I showed up in person, but all my consults were in S. California, within about a 90 minute drive from my home. I am fortunate in that I live 90 minutes from LA and an hour from San Diego, so it is not too difficult to get in person consults.
 
Do you think they will look over my results through a virtual consult? I don't know many good cardiac surgeons in Houston.
 
Do you think they will look over my results through a virtual consult? I don't know many good cardiac surgeons in Houston.
I believe that many clinics offer this. At one point I contacted Cleveland Clinic and was told that they would be willing to give a second opinion about my echo and other results.
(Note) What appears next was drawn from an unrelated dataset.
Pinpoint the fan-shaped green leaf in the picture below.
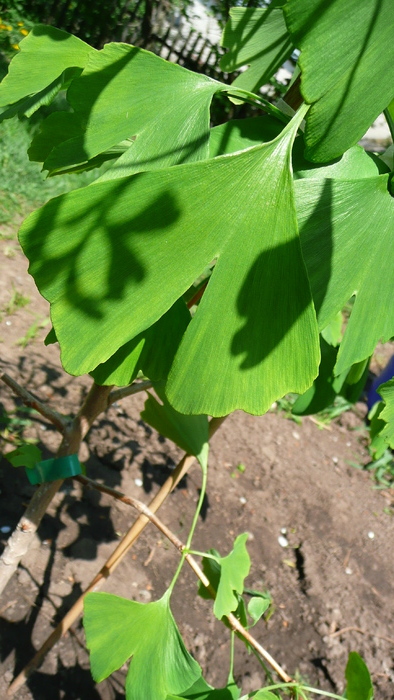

I was quoted $500 for this service. Ultimately, I decided not to take them up on this, as we have so many top clinics availabe in my area, and I prefered to meet in person.
 
One of my major concerns is they have me on 3 bp meds and still my diastolic pressure hovers around 88-90. I try and monitor salt intake as well but I'm on valsartan 80mg, amlodapine 10mg and diltiazem 120mg. Some are to control the irregular beats which seem to be helping.
 
One of my major concerns is they have me on 3 bp meds and still my diastolic pressure hovers around 88-90. I try and monitor salt intake as well but I'm on valsartan 80mg, amlodapine 10mg and diltiazem 120mg
88 to 90 for diastolic is not terrible. It is generally considered borderline high. Have you tried weight loss and exercise to try to reduce blood pressure? This helps significantly for most people. My dad was able to go completely off of his blood pressure meds by losing about 20 pounds and increasing his exercise. Regular sauna use can also lower blood pressure, but don't use a sauna without getting clearance from your cardiologist. Perhaps when you get the second opinion you can ask about that.
 
88 to 90 for diastolic is not terrible. It is generally considered borderline high. Have you tried weight loss and exercise to try to reduce blood pressure? This helps significantly for most people. My dad was able to go completely off of his blood pressure meds by losing about 20 pounds and increasing his exercise. Regular sauna use can also lower blood pressure, but don't use a sauna without getting clearance from your cardiologist. Perhaps when you get the second
I lift weights 2-3 days a week but slack on cardio. I have cut about 10 pounds since my knowledge of my leaky valves and lvh. I need to get my diet straightened out as well. I was prescribed I low dose of testosterone for having such low numbers but just stopped taking that since the news because that can add to my bp.